Given two integers a,b I need to find the number of partitions into k distinct parts that sum up to (a,b). E.g if (a,b)=(4,6) and k=2 we have q(a,b,k)=7 since the following are partitions:
((1, 1) + (3, 5))((1, 2) + (3, 4))((1, 3) + (3, 3))((1, 4) + (3, 2))((1, 5) + (3, 1))((2, 1) + (2, 5))((2, 2) + (2, 4))
Notice that partition ((2, 3) + (2, 3)) is not taken into account since the parts are the same and each partition is counted once (meaning ((2, 2) + (2, 4)) and ((2, 4) + (2, 2)) are one and the same partition.
My solution
class Partition_2D_K_PARTS:
def __init__(self, a, b, k) -> None:
self.q_a_b_k = 0 # counts q(a,b,k)
self.stack_partition = collections.deque() # represent a partition
self.calculate_partitions_for_single(a, b, k)
def calculate_partitions_for_single(self, c, d, k):
if (k==1):
if (c==0 or d==0):
return
last_part = (c,d)
second_to_last_part = (1, 0) if not self.stack_partition else self.stack_partition[-1]
if (second_to_last_part < last_part):
self.q_a_b_k += 1
return
else:
return
second_to_last_part = (1, 0) if not self.stack_partition else self.stack_partition[-1]
for j in range(second_to_last_part[1] + 1, d+1):
i = second_to_last_part[0]
self.stack_partition.append((i, j))
self.calculate_partitions_for_single(c-i, d-j, k-1)
self.stack_partition.pop()
for i in range(second_to_last_part[0] + 1, c+1):
for j in range(1, d+1):
self.stack_partition.append((i, j))
self.calculate_partitions_for_single(c-i, d-j, k-1)

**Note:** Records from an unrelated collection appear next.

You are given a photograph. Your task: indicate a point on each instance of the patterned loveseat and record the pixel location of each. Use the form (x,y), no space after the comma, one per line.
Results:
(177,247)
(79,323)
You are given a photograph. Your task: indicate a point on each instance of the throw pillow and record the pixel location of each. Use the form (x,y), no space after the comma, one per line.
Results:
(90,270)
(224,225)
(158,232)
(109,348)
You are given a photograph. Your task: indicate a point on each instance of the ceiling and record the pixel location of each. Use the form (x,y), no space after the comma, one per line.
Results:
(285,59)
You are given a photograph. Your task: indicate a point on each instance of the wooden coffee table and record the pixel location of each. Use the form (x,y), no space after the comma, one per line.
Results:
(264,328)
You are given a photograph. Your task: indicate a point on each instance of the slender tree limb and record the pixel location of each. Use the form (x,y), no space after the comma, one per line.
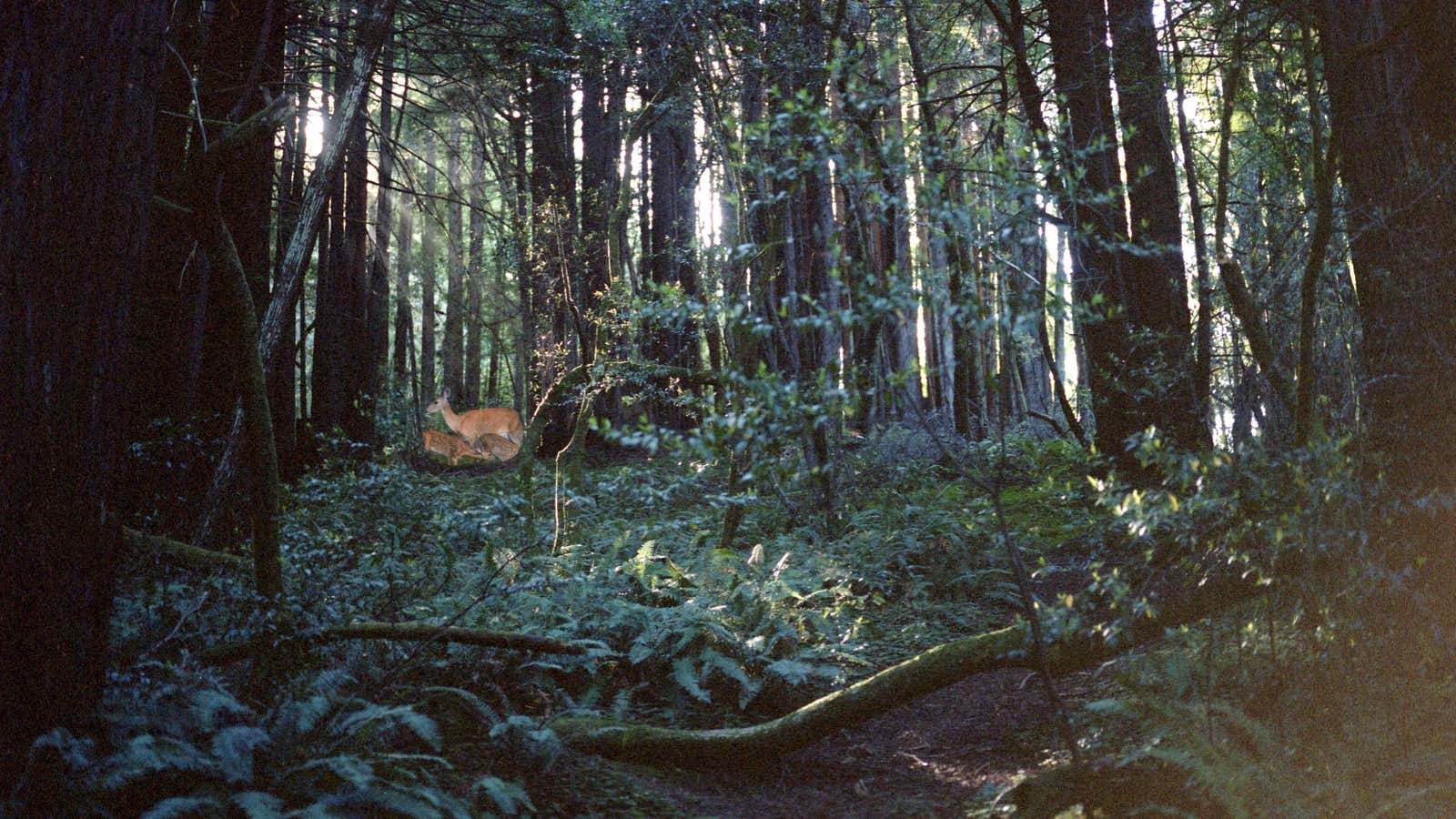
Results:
(408,632)
(868,698)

self.stack_partition.pop()
My question is ...
As you can see my solution is using recursion (which is not very effective). I want to improve the runtime (convert it to iterative solution or something else.) but I don't quite sure how. Also, I don't want to use too much space since I want to use the function on very large numbers. I would like your help and thoughts on this problem.